Lord knows there are a lot of things to write about.  Doug Wilson’s blather of 2014 so far is his usual bluster and buffoonery, and as I’m forcing myself through his “Future Men” as part of my effort to attack not just the masculinist underpinnings of the Church, but masculinity itself, I know that I’ll be … greatly bothered… and I truly want to make sure that any of my criticisms come from content and not from my mood, from a Spirit-filled reaction and not a fleshly one.  And until I’m feeling better, I’m not going to risk offending the Lord.

Now, some of you may say that, in my describing Wilson and his work with words like “blather,” “bluster,” and “buffoonery,” I already have.  I disagree, and I’ll tell you why.

There is a criteria that I employ before saying things that could be considered inflammatory.  The first is the truthfulness of what I say — in this case, can Wilson fairly be described, on the basis of his words and actions, as a “buffoon.”  I’ve engaged with the man for nearly a dozen years; I’ve read outrageously ill-informed and offensive and constantly defended things from him that span not only that time, but years before — with no signs of abating, much less apology.  I find him rude, disingenuous, foolish, immature, and gleefully belligerent.  “Buffoon” works here.

But is it necessary?  I think it is.

Wilson commands enormous influence not just in Moscow but across the country, and especially in complementarian and Reformed circles.  The power and position he holds is utterly dangerous to the Church and to the unbelieving world around him, and in his destructive and divisive theology, he is not known for subtlety.  On the contrary, he advocates the use of sarcasm and nastiness as the “serrated edge” with which the believer ought to engage with the unbelievers around him.  When you oppose Wilson, something that doesn’t happen in Moscow, frankly, because the Church is impotent and the liberals silly, you have to go mano-a-mano.  He can take “buffoon,” what I intend with utter seriousness, as an insult from someone he has much knowledge of and little regard for, and the starkness of the comment is necessary to counter the starkness of the offense he’s created in the Church and out of it.

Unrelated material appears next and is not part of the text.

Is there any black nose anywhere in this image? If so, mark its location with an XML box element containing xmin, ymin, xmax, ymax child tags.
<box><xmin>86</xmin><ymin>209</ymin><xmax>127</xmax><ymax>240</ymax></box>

And that brings up another point:  Unlike Wilson, who gleefully wields his serrated edge against people inside the Body and outside of it, and does so with wild abandon and untempered malice, I will only ever go after those who identify as Christians.  With the exception of Dick Cheney and Rush Limbaugh, who derive most of their support from people who call Christ Lord, I have never tangled with unbelievers.  Their evils are stark enough to merit the exception.  But I contain my criticisms to within the Church, because the indifference, immaturity, indefensible defense of indefensible oppression and inequality, and incomprehensible corruption of Jesus’ Gospel comes from within.  I’m called, as is Wilson, to engage with the “outside” world in love, truth, grace, and openness to correction.  Wilson engages with everyone, his fellow believers and those he believes to be outside of God’s favor — and, because he’s a hard Calvinist, we can assume that he rejoices that that number is presumed to be quite high –  in the same manner as a half-drunk, testosterone-filled, preeningly belligerent bully.

All things considered, “buffoon” represents quite a bit of restraint on my part.  I plan to continue it as long as he does — praying that he doesn’t.